I’ve heard a few people say that the most productive programmers are about 100x more productive than the least, but that didn’t seem to ring true to me. The only times that I’ve seen someone taking five months to produce as much as someone else could do in one day, it was a management problem. The low-productivity person was either goofing off or (more commonly) they were working on the wrong thing.
In Joelonsoftware, Joel reports (using data from Professor Stanley Eisenstat at Yale) that he sees about a 3x or 4x difference in the time students put into an assignment (with no effect of grades). However — and this is a big “however” — Prof. Eisenstat depends upon self-reporting from the students. Self-reporting is notoriously inacurate.

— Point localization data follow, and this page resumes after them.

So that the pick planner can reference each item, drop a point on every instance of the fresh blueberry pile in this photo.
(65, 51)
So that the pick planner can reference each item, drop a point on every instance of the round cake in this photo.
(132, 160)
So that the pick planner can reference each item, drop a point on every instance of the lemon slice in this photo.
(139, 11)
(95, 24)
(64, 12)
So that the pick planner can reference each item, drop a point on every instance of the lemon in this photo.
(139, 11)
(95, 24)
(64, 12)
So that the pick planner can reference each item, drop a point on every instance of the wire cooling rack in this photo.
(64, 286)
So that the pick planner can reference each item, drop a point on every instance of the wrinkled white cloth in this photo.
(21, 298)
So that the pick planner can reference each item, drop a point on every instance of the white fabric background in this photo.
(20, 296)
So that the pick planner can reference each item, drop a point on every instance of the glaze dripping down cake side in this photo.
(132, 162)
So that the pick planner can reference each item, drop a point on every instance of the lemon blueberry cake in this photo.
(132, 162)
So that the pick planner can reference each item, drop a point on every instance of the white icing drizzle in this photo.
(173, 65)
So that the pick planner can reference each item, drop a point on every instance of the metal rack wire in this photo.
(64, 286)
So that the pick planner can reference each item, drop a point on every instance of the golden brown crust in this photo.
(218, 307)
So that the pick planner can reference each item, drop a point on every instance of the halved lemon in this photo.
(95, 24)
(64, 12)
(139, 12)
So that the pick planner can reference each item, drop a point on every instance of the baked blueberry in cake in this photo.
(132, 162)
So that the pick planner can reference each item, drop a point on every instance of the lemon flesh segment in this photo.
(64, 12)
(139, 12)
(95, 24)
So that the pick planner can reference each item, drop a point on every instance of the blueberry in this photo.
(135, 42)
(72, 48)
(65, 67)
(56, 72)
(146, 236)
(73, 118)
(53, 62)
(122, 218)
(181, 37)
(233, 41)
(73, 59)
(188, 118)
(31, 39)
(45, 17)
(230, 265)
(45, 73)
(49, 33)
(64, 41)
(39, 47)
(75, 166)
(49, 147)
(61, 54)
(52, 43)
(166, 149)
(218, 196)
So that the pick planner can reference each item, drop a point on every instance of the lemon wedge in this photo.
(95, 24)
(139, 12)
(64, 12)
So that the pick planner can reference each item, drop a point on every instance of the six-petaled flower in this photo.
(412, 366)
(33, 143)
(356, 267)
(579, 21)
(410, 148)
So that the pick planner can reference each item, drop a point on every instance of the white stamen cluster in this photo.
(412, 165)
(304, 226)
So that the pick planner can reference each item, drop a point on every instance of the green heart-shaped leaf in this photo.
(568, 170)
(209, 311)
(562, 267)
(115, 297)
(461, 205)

I have found it surprisingly hard to find good academic literature that measures productivity. I finally found a 1966 study by Sackman that showed a 28x difference. That number apparently got widely circulated, despite some sloppiness in its methods (as refuted by Dickey in 1981). A response to the concern by Curtis (1981) gave data that showed of about 8x and 13x min:max for two problems if and only if you tossed out one outlier who got stuck and didn’t finish that problem, timing out instead. Keeping the outlier, the 13x changed to 22x.
The outlier made me realize that the difference between the “best” programmer and the “worst” programmer is the wrong measure. You can make that number arbitrarily large by finding the right person to compare against. For example, I will be infinitely more productive than an infant. I will be infinitely more productive than someone who sleeps at his/her desk for their entire workday every day.
I would be far more interested in the standard deviation, or perhaps the productivity difference between the median and the top performer. What is the performance hit if I hire people within two standard deviations of the mean instead of trying for the ones who are better than two sigma above the mean? (This should looked at in conjunction with the cost hit of hiring the absolute best.)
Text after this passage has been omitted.